As to what causes AF of choroidal vessels is unclear. Choroidal sclerosis is one of the distinguished features of BCD, and this study shows that choroidal vascular AF is primarily seen when there is sclerosis. Presence of fibrotic changes in the choroid has been reported in BCD.3 Additionally, lipid materials, which often contain liposomal crystals, have been reported in conjunctival fibroblasts, circulating lymphocytes and choroidal fibroblasts of patients with BCD.3 6 22 23 The crystals themselves are less likely to be the source of AF, as retinal crystals do not display AF on short-wavelength FAF; lipid granules, however, may contain fluorophores and show AF. We hypothesise that AF of choroidal vasculature in BCD is caused by fibroblasts and fibrotic materials around the large choroidal vessels which contain fluorophores, likely within the lipid granules. Detailed ultrastructural studies of vessel wall in patients with BCD with choroidal sclerosis may help to discover the source of AF and further expand our knowledge on the pathogenesis of the disease. Choroidal vessel sclerosis may also be seen in chroideraemia, which has some phonotypical resemblance to BCD.24 Zhang et al24 reported significant plasma fatty acid abnormalities and prominent crystals in circulating lymphocytes suggesting presence of systemic disease in choroideremia similar to BCD. In our study, we observed islands of relative hyper-AF within the central hypo-AF area, which is typically seen in choroideraemia. A study on the frequency of hyper-AF of choroidal vessels in choroideraemia and its potential association with choroidal sclerosis may further shed light on the pathogenesis of both diseases.

AF of choroidal vessels is not limited to BCD. Shinojima et al25 reported hyper-AF of choroidal vessels within the macular atrophic area in over half of eyes with dry AMD and about 16% of eyes with macular dystrophy. The type of macular dystrophy was not specified and it is not known whether any of those patients had BCD. Their study found that choroidal thickness was significantly less in eyes that showed hyper-AF of choroidal vessels. Future large studies on BCD may explore any potential association between choroidal thickness and AF of choroidal vessels.

A common feature in our patients was hypo-AF of the posterior pole, suggesting diffuse loss of RPE and hence advanced disease. Additionally, we observed a transitional zone of speckled AF surrounding the hypo-AF area in those with wide field images. This finding is similar to the case presented by Fuerst et al20 except that their case did not show a central area of hypo-AF at the posterior pole. We also noted the lack of any specific appearance of retinal crystalline deposits on FAF, which corroborates with the findings reported by Oishi et al.21

There are some limitations to this study. First, the image bank was limited and each patient had one modality of FAF images, which varied between patients. However, this had some advantages in that we were able to demonstrate similar changes on different FAF modalities. Second, the study was retrospective, and we could not exactly determine the stage of the disease and establish at what point choroidal vessels started showing AF. Nevertheless, the display of large areas of hypo-AF at the posterior pole of most images indicates significant RPE loss and relatively advanced disease in the majority of patients. Third, this study included a small number of patients; larger studies are needed to show the frequency of our findings in patients with BCD.

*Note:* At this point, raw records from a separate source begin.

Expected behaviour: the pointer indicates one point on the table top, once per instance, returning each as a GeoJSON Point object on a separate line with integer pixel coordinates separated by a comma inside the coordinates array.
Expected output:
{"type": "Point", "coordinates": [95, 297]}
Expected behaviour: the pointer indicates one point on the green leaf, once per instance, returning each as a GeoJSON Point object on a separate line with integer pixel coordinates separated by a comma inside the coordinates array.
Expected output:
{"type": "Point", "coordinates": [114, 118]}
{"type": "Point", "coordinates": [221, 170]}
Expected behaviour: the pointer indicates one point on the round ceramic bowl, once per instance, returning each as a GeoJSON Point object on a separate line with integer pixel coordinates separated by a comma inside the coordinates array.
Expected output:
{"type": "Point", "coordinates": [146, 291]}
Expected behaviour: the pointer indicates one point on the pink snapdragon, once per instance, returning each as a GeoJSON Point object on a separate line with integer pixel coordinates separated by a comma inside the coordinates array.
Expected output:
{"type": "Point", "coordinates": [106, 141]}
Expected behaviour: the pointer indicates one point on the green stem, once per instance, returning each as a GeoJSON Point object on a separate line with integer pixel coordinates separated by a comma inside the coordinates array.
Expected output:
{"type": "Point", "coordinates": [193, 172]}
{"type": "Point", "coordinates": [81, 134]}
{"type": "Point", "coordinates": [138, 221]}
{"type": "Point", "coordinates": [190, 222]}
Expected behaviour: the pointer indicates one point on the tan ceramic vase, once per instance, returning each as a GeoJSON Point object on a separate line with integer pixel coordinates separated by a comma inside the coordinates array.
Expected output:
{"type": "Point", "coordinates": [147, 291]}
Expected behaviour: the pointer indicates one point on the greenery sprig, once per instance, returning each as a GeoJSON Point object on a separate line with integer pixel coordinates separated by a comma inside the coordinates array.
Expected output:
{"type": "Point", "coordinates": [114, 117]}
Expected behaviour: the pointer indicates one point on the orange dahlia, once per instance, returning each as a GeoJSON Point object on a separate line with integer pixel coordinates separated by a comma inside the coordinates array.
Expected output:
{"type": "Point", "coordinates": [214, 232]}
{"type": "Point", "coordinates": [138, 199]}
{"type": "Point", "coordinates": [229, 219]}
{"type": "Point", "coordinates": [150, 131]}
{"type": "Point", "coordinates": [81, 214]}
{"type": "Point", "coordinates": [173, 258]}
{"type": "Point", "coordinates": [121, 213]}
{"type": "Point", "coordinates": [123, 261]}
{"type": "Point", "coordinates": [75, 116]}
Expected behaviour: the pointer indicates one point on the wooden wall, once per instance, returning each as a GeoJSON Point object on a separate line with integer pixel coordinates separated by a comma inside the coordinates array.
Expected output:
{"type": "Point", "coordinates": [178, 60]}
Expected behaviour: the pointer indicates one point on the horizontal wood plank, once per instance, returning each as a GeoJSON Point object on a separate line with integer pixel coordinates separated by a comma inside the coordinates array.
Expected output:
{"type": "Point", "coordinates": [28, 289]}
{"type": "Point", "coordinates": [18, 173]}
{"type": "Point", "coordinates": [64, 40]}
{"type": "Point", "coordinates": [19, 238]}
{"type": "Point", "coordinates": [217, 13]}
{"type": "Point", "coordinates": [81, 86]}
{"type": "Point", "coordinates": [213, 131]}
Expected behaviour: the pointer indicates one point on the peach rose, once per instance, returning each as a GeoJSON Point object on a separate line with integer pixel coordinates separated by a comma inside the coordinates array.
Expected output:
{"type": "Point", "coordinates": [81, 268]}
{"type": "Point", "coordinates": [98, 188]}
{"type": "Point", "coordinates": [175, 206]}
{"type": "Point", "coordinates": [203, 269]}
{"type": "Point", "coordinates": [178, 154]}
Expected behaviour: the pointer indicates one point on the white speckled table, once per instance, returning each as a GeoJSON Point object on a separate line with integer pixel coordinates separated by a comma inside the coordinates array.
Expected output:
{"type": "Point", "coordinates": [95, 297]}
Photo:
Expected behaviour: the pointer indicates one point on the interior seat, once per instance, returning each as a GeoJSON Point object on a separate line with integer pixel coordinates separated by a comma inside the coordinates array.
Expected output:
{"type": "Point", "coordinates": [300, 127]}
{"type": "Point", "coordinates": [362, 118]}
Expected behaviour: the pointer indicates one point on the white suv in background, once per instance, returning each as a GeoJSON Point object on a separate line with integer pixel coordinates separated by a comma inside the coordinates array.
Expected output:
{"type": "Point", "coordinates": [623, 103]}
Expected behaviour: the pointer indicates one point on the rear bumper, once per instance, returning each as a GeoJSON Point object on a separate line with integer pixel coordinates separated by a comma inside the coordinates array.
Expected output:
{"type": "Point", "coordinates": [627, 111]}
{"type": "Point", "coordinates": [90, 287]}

In conclusion, this study demonstrates that, despite the inherent genotypic and phenotypic variability of BCD, FAF characteristics of BCD remain largely consistent. Relative hyper-AF of sclerotic choroidal vessels within the hypo-AF area of the posterior pole may aid in more affirmative clinical diagnosis of BCD in the absence of genetic testing or when genetic testing is inconclusive; particularly it can be useful in differentiating BCD from other crystalline retinopathies.